K defines how many of the closest neighbours we will inspect in order to classify the new flower.
Choosing a low value for k means that noise can interfere with the classification, but choosing a high value is computationally expensive.
After searching articles and forums on the web I discovered that there is a kind of rule of thumb for choosing k value.
The rule of thumb is simply to use k values equal to square root of the length of the dataset you are using for comparisons.
This is the reason for my choice of k which then turned out to be 12.

In [24]:
k = floor(sqrt(len(np_iris)))
k

12

### Extracting K nearest neighbours
The following code slices the list to get the k nearest neighbours
It then extracts the labesl off of these.

In [25]:
k_nearest_neighbours = distances[0:k]
k_nearest_labels = []
for i in range(k):
    k_nearest_labels.append(k_nearest_neighbours[i][1])
k_nearest_labels

[0.0, 0.0, 0.0, 0.0, 0.0, 0.0, 0.0, 0.0, 0.0, 0.0, 0.0, 0.0]

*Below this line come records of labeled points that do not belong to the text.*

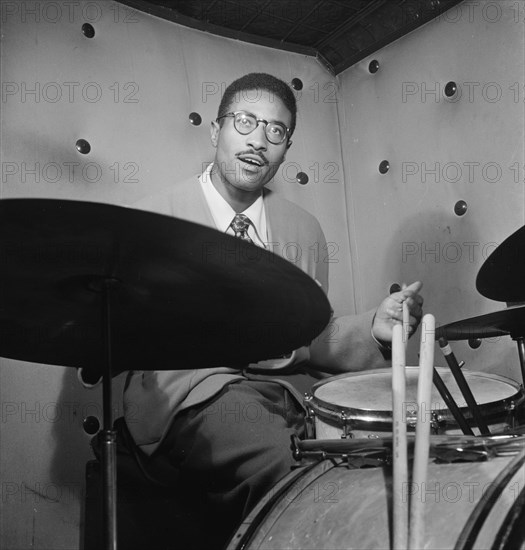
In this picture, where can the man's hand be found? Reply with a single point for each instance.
(390, 312)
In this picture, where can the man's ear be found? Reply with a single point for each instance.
(214, 132)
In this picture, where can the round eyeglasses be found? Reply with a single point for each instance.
(245, 123)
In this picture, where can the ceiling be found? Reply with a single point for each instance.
(337, 32)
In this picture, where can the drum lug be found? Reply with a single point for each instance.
(347, 434)
(511, 415)
(309, 419)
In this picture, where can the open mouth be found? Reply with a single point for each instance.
(252, 160)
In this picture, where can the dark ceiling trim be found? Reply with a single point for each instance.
(172, 15)
(362, 54)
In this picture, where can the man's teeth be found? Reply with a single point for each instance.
(252, 161)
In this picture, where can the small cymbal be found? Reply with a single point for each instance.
(501, 276)
(510, 321)
(182, 295)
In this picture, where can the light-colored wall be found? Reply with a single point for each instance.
(403, 223)
(142, 141)
(128, 91)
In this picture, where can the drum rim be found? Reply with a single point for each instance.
(331, 411)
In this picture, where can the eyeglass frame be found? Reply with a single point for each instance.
(257, 120)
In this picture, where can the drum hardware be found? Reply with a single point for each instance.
(506, 322)
(364, 398)
(455, 447)
(309, 419)
(88, 284)
(313, 510)
(463, 386)
(345, 422)
(451, 403)
(359, 457)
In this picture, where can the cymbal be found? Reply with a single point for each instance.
(181, 295)
(510, 321)
(501, 276)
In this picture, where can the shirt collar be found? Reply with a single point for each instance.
(223, 213)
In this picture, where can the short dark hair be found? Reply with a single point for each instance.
(260, 81)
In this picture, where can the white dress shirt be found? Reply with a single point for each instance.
(223, 213)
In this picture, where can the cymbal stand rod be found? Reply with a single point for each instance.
(463, 386)
(521, 351)
(451, 403)
(109, 440)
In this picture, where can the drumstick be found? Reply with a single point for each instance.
(399, 441)
(463, 386)
(406, 323)
(422, 445)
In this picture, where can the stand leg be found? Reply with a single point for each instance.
(109, 441)
(521, 351)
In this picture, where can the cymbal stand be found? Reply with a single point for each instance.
(109, 435)
(520, 340)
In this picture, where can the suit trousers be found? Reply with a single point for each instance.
(223, 456)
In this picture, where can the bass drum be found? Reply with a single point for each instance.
(326, 505)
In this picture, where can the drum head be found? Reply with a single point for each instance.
(372, 390)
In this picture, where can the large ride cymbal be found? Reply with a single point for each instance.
(182, 295)
(501, 276)
(510, 321)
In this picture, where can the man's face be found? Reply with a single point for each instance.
(246, 163)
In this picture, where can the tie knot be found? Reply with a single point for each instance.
(240, 226)
(241, 222)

### Defining a function for counting instances
In order to decide which class to classify the new flowers as, we will use a function that counts the most frequent elements of a list

In [26]:
from collections import Counter

def most_frequent(List):
    occurence_count = Counter(List)
    print(occurence_count)
    return occurence_count.most_common(1)[0][0]

### Predicting the class of the new flower
By using the most_frequent() function we will end up with a final prediction of classification for the new flower

In [27]:
pred = most_frequent(k_nearest_labels)
print("prediction is for label: ", pred)

Counter({0.0: 12})
prediction is for label:  0.0


**The flower with registered features `[7.0,3.1,1.3,0.7]` is predicted to be of class 0, which corresponds to Iris-Setosa**

## Conclusion
The results predicted 0 as the class, and looking at the sorted data it comes at no surprise as at a glance about 20 of the nearest neighbours are all 0. However, for a more difficult dataset the sorted outcome would probably be less obvious.

Another note is on the computational expense which is a bit greater than necessary due to this being a jupyter notebook file and also due to printing out and inspecting all values at every step. The main idea is nevertheless presented and I feel like I have got a good first insight into the use of KNN in practice.